El origen suele asociarse con la figura de San Valentín, un sacerdote del Imperio romano que, según la tradición, desafió la prohibición de casar a los jóvenes soldados y celebró uniones en secreto. La historia cuenta que, antes de morir, envió una nota firmada “de tu Valentín”. No hay pruebas concluyentes, pero el relato persistió porque ofrecía algo irresistible: un símbolo para el amor desafiante.
Mucho antes de que existieran las tarjetas, Roma celebraba las Lupercales, un festival pagano de fertilidad. En el siglo V, el papa Gelasius I buscó reemplazar esas festividades por una conmemoración cristiana, dando un primer paso hacia la institucionalización de la fecha.

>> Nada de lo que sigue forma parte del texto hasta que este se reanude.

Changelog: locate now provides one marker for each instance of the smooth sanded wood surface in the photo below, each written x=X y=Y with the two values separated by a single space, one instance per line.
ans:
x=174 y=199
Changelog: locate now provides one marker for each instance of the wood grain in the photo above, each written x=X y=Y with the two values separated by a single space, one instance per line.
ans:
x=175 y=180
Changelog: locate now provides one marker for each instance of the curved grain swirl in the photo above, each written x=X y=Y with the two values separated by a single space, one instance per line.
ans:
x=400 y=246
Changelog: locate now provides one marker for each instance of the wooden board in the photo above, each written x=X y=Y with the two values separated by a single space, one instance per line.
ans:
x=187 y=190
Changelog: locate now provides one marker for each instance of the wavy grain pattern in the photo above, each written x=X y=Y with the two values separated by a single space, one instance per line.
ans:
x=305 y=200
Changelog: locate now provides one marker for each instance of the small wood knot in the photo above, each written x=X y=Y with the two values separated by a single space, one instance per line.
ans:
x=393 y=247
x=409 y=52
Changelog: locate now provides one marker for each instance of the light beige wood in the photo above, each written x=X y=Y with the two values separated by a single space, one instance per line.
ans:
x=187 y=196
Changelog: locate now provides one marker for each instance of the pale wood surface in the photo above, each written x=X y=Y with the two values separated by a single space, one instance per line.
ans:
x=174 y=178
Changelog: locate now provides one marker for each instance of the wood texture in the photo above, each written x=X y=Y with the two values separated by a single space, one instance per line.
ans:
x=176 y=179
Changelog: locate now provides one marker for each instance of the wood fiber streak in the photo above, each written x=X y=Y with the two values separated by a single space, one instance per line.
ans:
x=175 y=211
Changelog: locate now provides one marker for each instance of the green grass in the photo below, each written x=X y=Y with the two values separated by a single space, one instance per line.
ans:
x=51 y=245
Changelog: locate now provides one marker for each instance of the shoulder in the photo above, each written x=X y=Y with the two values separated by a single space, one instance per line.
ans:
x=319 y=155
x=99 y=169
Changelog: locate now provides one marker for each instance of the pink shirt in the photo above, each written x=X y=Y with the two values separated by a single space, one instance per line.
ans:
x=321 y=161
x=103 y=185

El tono romántico llegó en la Edad Media. El poeta Geoffrey Chaucer vinculó el 14 de febrero con la elección de pareja en sus textos, ayudando a consolidar la idea del día como celebración del amor. Siglos después, la expansión de las tarjetas impresas y, más tarde, la cultura de consumo terminaron de convertir la jornada en un fenómeno planetario.
Hoy la fecha se vive de formas muy distintas según la cultura: cenas íntimas en grandes capitales, intercambios simbólicos en Asia, celebraciones de amistad en América Latina o simples gestos digitales en cualquier huso horario. Pero, pese a las diferencias, el patrón se repite: la necesidad de marcar en el calendario un momento para reconocer vínculos.
Tal vez esa sea la razón de su vigencia. Más que una imposición comercial o una tradición romántica pura, San Valentín funciona como un recordatorio colectivo de algo elemental: los afectos necesitan ser nombrados. El 14 de febrero no inventa el amor ni la amistad, pero ofrece una pausa compartida para mirarlos de frente. Y en un mundo acelerado, ese pequeño alto —aunque venga envuelto en marketing— sigue teniendo un valor difícil de ignorar.